Sultan Ageng Tirtayasa: Simbol Perlawanan Banten terhadap Kolonialisme

Bagikan

Dalam sejarah Nusantara, nama Sultan Ageng Tirtayasa bukan hanya dikenal sebagai penguasa besar Kesultanan Banten, tetapi juga sebagai simbol keteguhan, kedaulatan, dan perlawanan terhadap kolonialisme Eropa. Ia adalah sultan yang tak hanya membangun kekuatan ekonomi dan militer, tetapi juga mempertahankan prinsip kemerdekaan di tengah tekanan politik dan infiltrasi dagang yang dilakukan oleh Vereenigde Oostindische Compagnie (VOC) atau Kongsi Dagang Belanda.

Perlawanan Sultan Ageng bukan semata konflik bersenjata, melainkan pertarungan ideologi dan harga diri bangsa. Di tengah kecamuk kolonialisasi awal, ia berdiri tegak sebagai benteng terakhir yang mempertahankan kedaulatan Banten bahkan ketika ia dikhianati oleh darah dagingnya sendiri.

Sultan Ageng Tirtayasa (berkuasa 1651–1682) adalah putra dari Sultan Abu al-Ma‘ali Ahmad. Di bawah kepemimpinannya, Banten mencapai puncak kejayaan baik dalam bidang politik, militer, ekonomi, maupun keilmuan.

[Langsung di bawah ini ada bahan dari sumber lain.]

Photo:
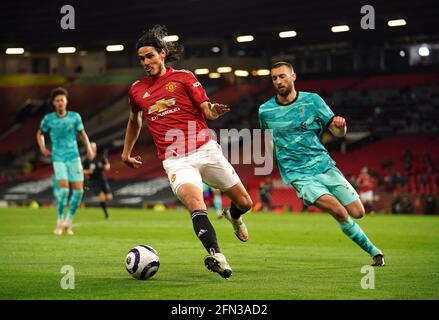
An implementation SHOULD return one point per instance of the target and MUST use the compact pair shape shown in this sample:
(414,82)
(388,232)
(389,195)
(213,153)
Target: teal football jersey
(63,132)
(296,130)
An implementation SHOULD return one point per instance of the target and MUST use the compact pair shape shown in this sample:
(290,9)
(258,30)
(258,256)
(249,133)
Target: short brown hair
(58,92)
(281,64)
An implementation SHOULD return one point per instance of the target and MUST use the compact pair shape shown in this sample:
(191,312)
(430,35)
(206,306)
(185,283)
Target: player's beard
(157,70)
(285,91)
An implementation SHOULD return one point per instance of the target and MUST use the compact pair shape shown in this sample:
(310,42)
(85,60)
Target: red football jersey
(170,105)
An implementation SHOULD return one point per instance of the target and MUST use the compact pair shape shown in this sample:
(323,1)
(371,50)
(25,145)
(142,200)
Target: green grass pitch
(288,256)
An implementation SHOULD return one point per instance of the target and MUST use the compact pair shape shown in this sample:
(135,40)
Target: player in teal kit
(63,127)
(296,120)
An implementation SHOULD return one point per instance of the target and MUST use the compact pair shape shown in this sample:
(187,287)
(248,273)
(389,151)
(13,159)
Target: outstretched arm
(212,111)
(42,144)
(131,135)
(86,142)
(338,127)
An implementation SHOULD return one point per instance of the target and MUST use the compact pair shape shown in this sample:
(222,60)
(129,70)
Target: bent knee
(340,214)
(357,211)
(358,215)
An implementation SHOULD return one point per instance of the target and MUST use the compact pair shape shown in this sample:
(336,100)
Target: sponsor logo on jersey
(161,105)
(171,86)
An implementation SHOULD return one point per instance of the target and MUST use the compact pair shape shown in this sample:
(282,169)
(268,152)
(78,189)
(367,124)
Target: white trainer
(68,227)
(238,225)
(218,263)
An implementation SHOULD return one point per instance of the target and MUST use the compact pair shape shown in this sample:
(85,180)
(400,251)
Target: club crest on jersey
(171,86)
(161,105)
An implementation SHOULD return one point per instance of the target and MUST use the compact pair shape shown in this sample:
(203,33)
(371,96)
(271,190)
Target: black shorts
(99,186)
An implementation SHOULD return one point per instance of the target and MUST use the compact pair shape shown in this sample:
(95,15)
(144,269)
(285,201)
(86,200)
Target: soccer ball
(142,262)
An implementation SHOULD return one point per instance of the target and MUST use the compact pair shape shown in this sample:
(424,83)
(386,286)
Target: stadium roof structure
(36,24)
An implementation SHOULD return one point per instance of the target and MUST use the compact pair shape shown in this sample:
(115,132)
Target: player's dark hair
(57,92)
(154,37)
(281,64)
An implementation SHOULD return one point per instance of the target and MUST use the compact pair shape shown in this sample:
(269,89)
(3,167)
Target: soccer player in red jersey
(175,106)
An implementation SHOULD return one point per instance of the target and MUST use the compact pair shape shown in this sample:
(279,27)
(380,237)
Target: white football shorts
(206,164)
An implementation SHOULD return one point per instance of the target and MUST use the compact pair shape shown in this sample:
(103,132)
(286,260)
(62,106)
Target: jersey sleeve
(262,123)
(134,107)
(79,126)
(86,164)
(195,89)
(323,111)
(44,125)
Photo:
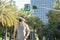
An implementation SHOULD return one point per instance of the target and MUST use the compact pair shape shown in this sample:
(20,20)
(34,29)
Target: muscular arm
(15,30)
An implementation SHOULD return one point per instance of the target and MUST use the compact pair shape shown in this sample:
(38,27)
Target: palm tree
(8,15)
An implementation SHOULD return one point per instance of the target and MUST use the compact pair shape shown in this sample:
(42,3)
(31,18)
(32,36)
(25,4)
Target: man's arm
(15,30)
(27,31)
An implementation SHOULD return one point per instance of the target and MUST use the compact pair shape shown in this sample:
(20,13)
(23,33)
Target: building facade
(41,7)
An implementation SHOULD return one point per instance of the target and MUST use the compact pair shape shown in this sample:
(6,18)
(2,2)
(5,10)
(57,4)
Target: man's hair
(21,18)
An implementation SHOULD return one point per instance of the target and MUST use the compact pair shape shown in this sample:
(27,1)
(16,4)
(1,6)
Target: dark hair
(20,19)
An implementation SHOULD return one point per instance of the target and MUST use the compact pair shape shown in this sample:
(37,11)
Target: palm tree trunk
(6,33)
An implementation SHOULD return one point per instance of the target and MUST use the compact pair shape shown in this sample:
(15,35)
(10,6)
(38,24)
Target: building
(41,7)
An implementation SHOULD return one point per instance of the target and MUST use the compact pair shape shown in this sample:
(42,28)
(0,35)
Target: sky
(20,3)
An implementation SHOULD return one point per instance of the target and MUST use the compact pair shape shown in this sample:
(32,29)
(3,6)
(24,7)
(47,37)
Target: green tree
(54,19)
(8,15)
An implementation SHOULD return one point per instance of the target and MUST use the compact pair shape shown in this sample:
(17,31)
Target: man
(22,30)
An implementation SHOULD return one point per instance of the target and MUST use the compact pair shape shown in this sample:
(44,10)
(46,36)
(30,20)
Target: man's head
(21,19)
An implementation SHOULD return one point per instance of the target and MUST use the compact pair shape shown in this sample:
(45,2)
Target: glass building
(41,7)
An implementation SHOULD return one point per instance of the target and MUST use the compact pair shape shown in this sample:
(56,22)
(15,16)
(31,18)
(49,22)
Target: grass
(0,38)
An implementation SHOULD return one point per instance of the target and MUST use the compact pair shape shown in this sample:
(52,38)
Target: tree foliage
(54,20)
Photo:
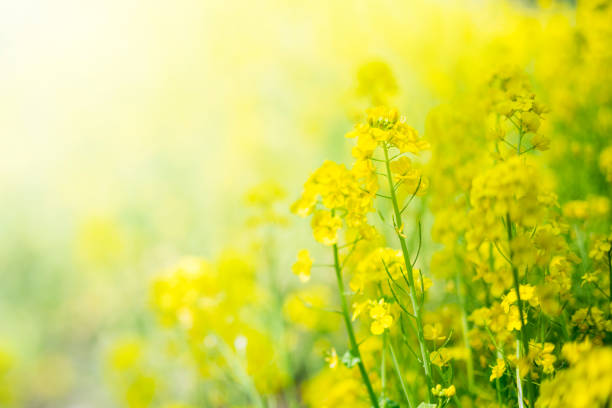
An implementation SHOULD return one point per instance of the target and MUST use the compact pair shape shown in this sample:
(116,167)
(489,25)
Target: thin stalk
(469,363)
(351,333)
(399,375)
(610,271)
(407,260)
(524,337)
(383,374)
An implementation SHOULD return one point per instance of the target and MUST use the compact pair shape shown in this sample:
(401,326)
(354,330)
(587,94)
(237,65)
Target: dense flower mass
(432,229)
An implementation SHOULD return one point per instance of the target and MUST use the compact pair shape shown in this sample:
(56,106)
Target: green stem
(610,271)
(351,332)
(399,375)
(415,306)
(524,337)
(383,376)
(469,363)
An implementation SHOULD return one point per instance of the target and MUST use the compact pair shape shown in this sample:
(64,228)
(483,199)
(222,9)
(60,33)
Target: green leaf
(388,403)
(349,359)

Ia memperkuat sistem pertahanan, memperluas wilayah kekuasaan, dan menjalin hubungan dagang langsung dengan kekuatan internasional seperti Inggris, Prancis, Turki Utsmani, dan India.

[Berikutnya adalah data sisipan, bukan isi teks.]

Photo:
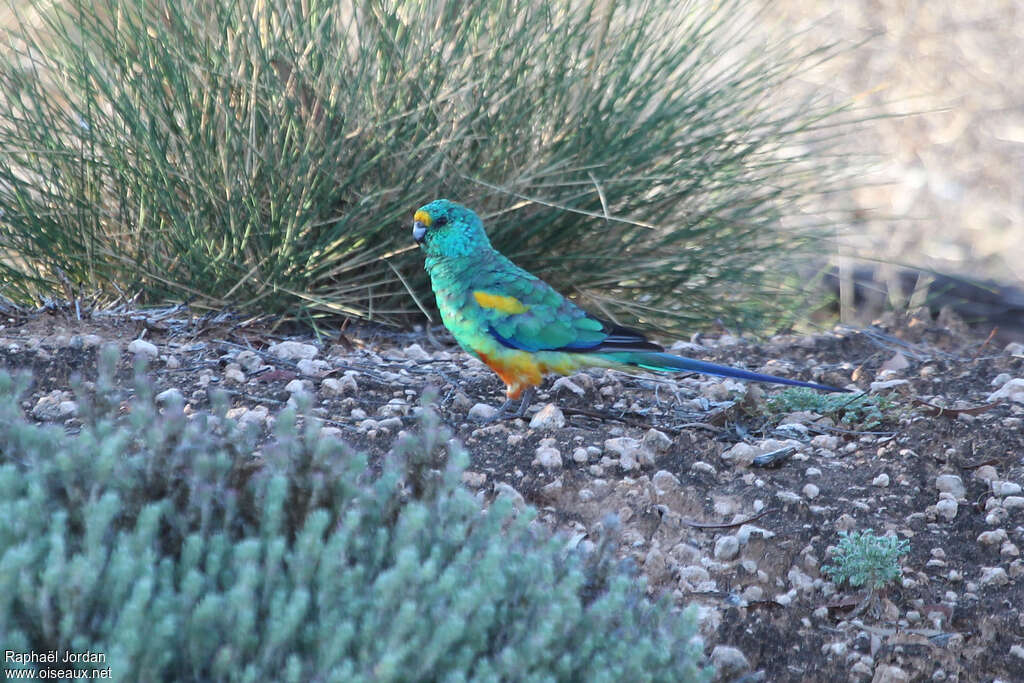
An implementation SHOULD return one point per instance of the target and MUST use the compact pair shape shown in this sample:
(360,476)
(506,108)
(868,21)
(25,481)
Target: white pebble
(549,458)
(947,508)
(1012,390)
(549,417)
(142,347)
(1003,488)
(726,548)
(481,412)
(950,483)
(290,350)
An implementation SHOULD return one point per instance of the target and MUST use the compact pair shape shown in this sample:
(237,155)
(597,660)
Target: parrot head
(445,229)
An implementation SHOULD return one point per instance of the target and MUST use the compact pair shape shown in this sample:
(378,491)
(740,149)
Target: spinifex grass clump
(182,552)
(860,412)
(268,155)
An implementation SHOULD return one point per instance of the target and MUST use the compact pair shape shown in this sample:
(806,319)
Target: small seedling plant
(862,558)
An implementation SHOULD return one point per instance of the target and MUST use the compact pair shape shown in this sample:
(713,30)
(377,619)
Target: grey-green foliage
(860,411)
(181,551)
(269,156)
(863,558)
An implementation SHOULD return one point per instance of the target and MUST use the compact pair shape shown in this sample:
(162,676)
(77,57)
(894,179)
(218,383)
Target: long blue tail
(667,363)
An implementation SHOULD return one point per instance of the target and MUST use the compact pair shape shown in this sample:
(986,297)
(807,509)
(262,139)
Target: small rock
(250,360)
(993,577)
(947,508)
(549,458)
(416,352)
(656,440)
(630,453)
(169,396)
(312,367)
(549,417)
(895,364)
(700,467)
(1000,379)
(729,663)
(992,538)
(233,373)
(886,385)
(563,384)
(1012,390)
(297,386)
(986,473)
(506,492)
(54,407)
(552,489)
(890,674)
(726,548)
(740,454)
(950,483)
(474,479)
(1003,488)
(825,441)
(481,412)
(665,481)
(394,409)
(290,350)
(141,347)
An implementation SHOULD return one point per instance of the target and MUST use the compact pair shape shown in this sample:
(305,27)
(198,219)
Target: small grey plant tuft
(864,558)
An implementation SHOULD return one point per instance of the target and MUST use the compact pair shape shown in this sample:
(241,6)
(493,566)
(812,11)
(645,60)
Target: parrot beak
(419,231)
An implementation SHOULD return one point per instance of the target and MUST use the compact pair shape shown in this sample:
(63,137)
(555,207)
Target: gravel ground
(672,459)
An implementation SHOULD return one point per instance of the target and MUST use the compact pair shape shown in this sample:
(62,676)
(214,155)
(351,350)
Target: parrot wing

Sultan Ageng juga membangun pusat pemerintahan baru di Tirtayasa, yang kemudian menjadi simbol kekuatan alternatif dari pusat kerajaan lama di Surosowan. Di bidang ekonomi, ia menolak monopoli VOC dan membuka pelabuhan Banten sebagai pelabuhan bebas (free port), yang membuatnya populer di kalangan pedagang internasional.

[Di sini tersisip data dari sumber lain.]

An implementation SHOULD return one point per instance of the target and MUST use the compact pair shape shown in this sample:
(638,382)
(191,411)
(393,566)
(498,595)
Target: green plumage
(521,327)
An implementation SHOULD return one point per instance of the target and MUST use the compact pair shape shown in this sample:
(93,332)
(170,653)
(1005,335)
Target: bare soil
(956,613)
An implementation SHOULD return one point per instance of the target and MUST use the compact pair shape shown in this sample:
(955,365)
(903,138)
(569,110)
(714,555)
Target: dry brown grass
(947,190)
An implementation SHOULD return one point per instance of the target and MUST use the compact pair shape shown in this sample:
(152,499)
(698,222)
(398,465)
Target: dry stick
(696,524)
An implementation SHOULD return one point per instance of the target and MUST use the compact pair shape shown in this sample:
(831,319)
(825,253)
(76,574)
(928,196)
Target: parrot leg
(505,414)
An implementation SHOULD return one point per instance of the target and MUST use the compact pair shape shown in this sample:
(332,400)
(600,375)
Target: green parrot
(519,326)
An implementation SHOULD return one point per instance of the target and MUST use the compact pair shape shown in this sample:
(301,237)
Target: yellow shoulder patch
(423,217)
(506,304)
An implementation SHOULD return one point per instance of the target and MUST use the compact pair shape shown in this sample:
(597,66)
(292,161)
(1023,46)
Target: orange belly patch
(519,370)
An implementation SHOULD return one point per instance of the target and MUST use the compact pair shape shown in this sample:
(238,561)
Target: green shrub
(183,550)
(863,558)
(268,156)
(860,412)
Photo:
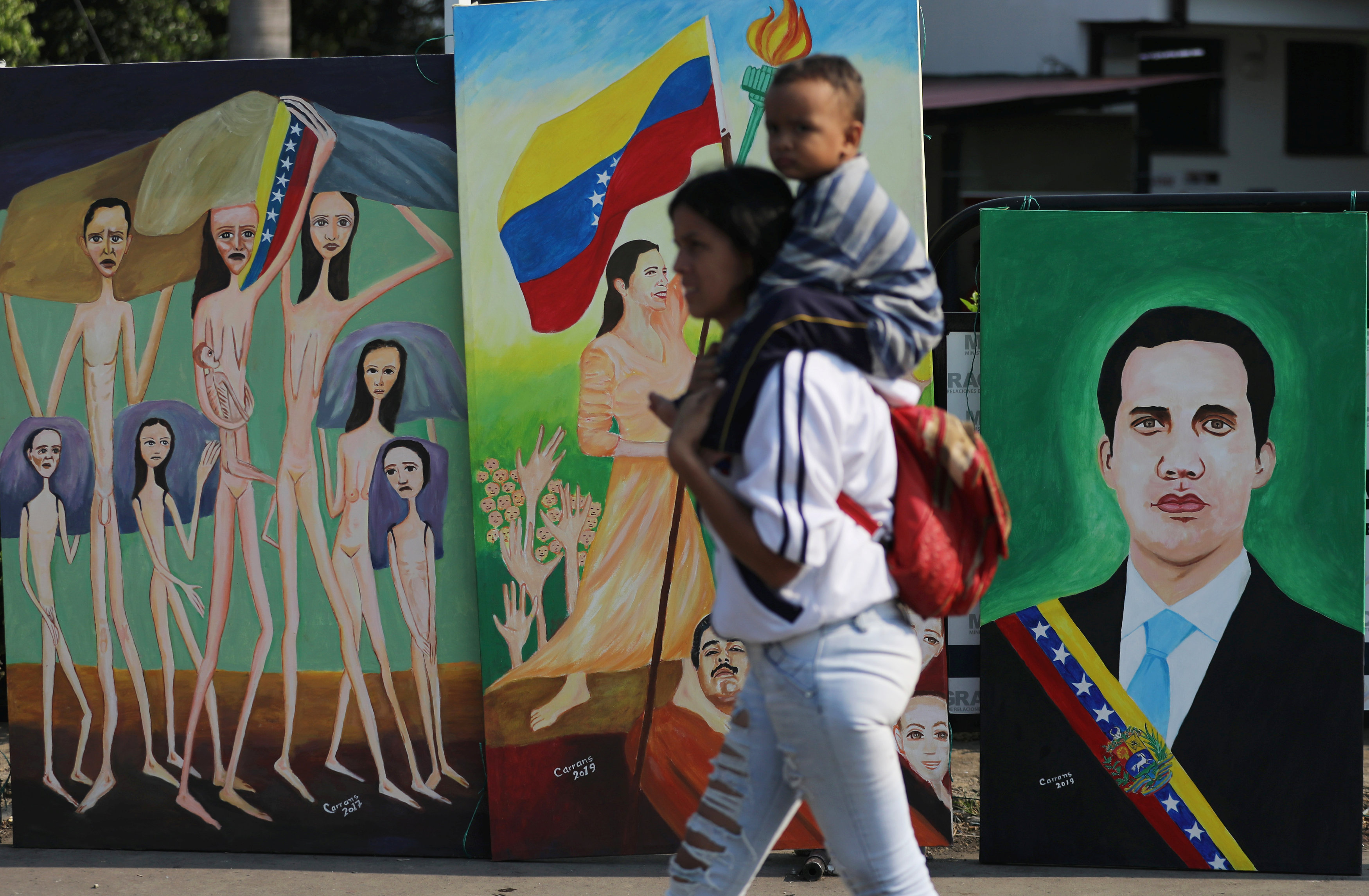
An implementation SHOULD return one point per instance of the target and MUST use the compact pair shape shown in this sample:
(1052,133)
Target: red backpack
(950,517)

VOC melihat kebijakan Sultan Ageng sebagai ancaman besar terhadap kepentingan dagangnya. Sebagai tanggapan, VOC memulai strategi kolonial klasi,  memecah-belah kekuasaan dari dalam. Mereka menjalin hubungan dekat dengan putra Sultan Ageng, yakni Pangeran Haji (kelak dikenal sebagai Sultan Haji), yang mulai berseberangan dengan ayahnya dalam hal hubungan dengan Belanda.

Konflik antara Sultan Ageng dan VOC pun tak terhindarkan. Setelah upaya diplomasi tidak berhasil, Sultan Ageng memutuskan untuk menutup akses VOC dan menyerang benteng-benteng Belanda di sekitar Batavia. Ia juga melakukan mobilisasi militer besar-besaran yang sempat membuat VOC kewalahan. Namun, Belanda memiliki senjata yang lebih ampuh dari Meriam, politik devide et impera, atau adu domba.

Puncak tragedi sejarah terjadi ketika Sultan Haji, putra Sultan Ageng sendiri, meminta bantuan VOC untuk menggulingkan ayahnya. VOC menyambut tawaran ini dengan penuh antusias, karena mereka tahu bahwa kehancuran Banten akan lebih mudah dicapai dari dalam istana.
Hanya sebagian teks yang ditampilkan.